では、2014年4月1日のことは覚えているだろうか。この日、消費税が5%から8%に上がったわけだが、やはりもうひとつ、「キャッシュレス」に関わる変化があった。JR東日本をはじめ、主に関東地方の鉄道会社が「IC運賃」を導入し、SuicaやPasmoなどのICカードを利用する場合と、現金で切符を購入する場合とで、異なる運賃を設定するようになったのだ。消費税率の変化のタイミングで、ICカードは1円単位、切符は10円単位の運賃体系に移行したのである。たとえば山手線の初乗り運賃は、ICカードだと133円だが、切符だと140円だった(2014年4月1日の運賃改定時)。
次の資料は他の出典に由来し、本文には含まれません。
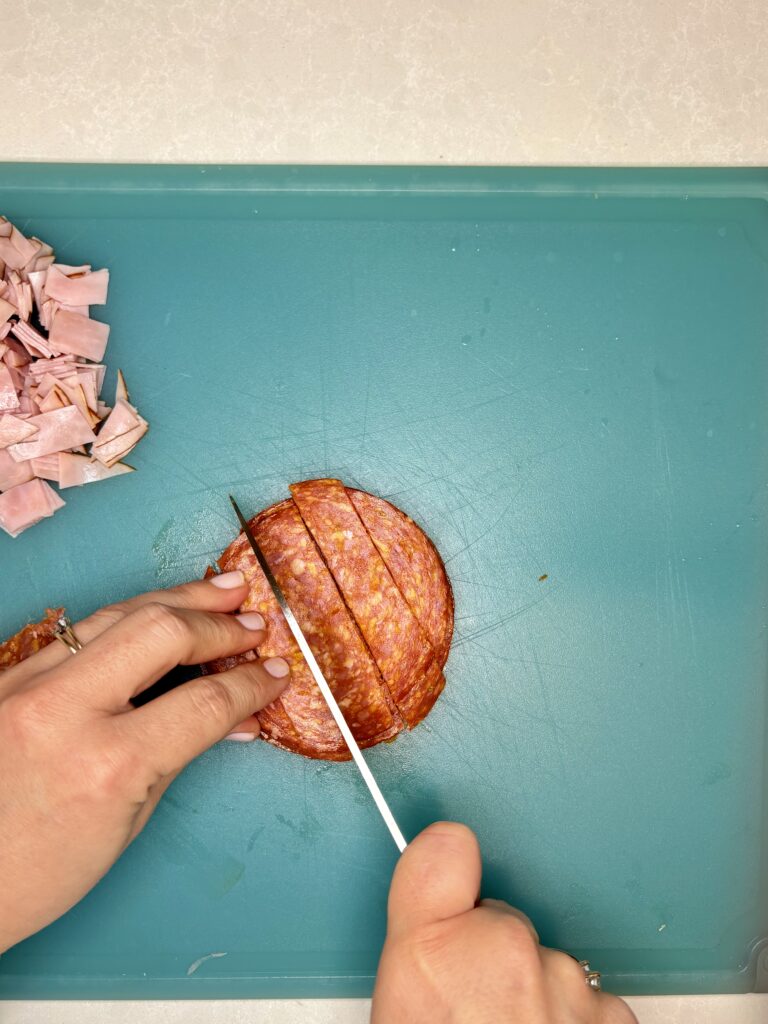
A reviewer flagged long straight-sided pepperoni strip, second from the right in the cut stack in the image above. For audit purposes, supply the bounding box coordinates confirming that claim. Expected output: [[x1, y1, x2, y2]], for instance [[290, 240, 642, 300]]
[[290, 479, 445, 727]]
東日本に限定された話で恐縮だが、普段ICカードを利用している人の中には、運賃がいくらなのか、それが1円単位なのか10円単位なのかなど、あまり意識していない人が多いのではないだろうか。少なくとも私は、日常的な鉄道利用において、運賃を正確に把握しているとはいい難い。かつて毎回切符を購入していた頃には、確実に把握していたにもかかわらず、である。

私自身はコロナ禍以前から、「キャッシュレス派」である。鉄道利用だけでなく、普段の買い物においても、クレジットカードや電子マネー、スマホアプリ決済などを積極的に利用するタイプだ。小銭でお釣りのやりとりをしなくて済むこともあるが、それ以上に、記録が残ることで家計簿をつけやすくなることが大きな理由だ。つまり、私がキャッシュレスというテクノロジーに求めているのは、自分が何にいくら払ったのか、確実に記録が残るようにし、家計を管理することである。しかし実際はどうだろう。キャッシュレスで買い物をすると、ICカードで鉄道に乗るのと同じように、金額を正確に覚えていないことが多い。いや、確認はしている。だが覚えないのだ。
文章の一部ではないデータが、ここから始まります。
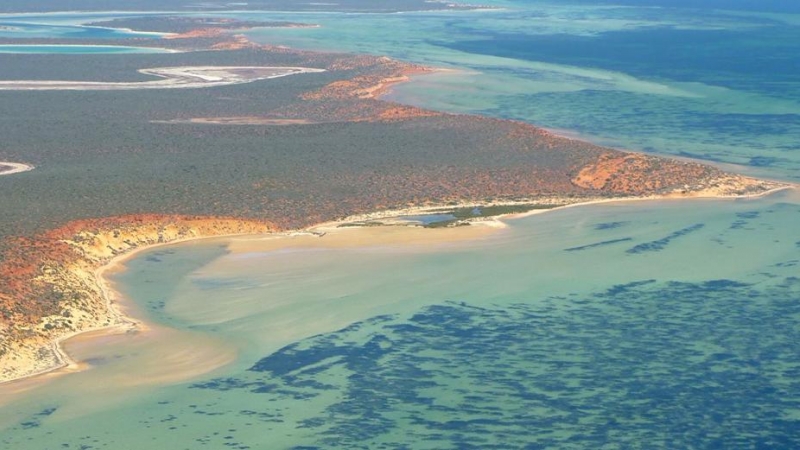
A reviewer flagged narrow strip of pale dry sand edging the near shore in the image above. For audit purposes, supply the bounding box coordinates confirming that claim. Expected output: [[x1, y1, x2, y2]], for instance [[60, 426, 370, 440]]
[[0, 184, 800, 388]]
それは、「お金を払う」という経験が「記録」として外部化・客観化されることで、記憶をしなくてよい、という意識が働くからなのかもしれない。管理したかったはずの家計は、外部のメディアに記録されることで意識から疎外され、結果的に管理を放棄してしまうという逆転が起きているのだ。このとき、記録メディアは、身体(の記憶域)を拡張すると同時に、経験的な記憶を身体から切り離し、客観的な記録へと転換してしまう。結果として身体の記憶自体は失われてしまうわけだ。これはメディアのテクノロジーがもつ両義性を示している。自動車の普及が身体の歩行能力を弱めたように、記録メディアの普及は、身体の記憶能力を弱めているのかもしれない。携帯電話の普及で電話番号や待ち合わせ場所を記憶する必要がなくなったことは、一定の年代以上であれば多くの人が実感しているだろう。

キャッシュレスは、単に記憶を外部化しているだけではない。外部化された記録は「行動履歴」として、企業のデータベースに残ることになる。いわば、記憶を記録として売り渡しているのだ。「ポイント還元」はその対価でもある。われわれは「ポイント還元」と引き換えに、お金を払ったという経験の実感を、さらにはその記憶自体を、失っていく。いくら払ったのか正確に覚えられない、というマジックによって増税の痛みは巧みに隠蔽されてしまった、ということなのだろうか。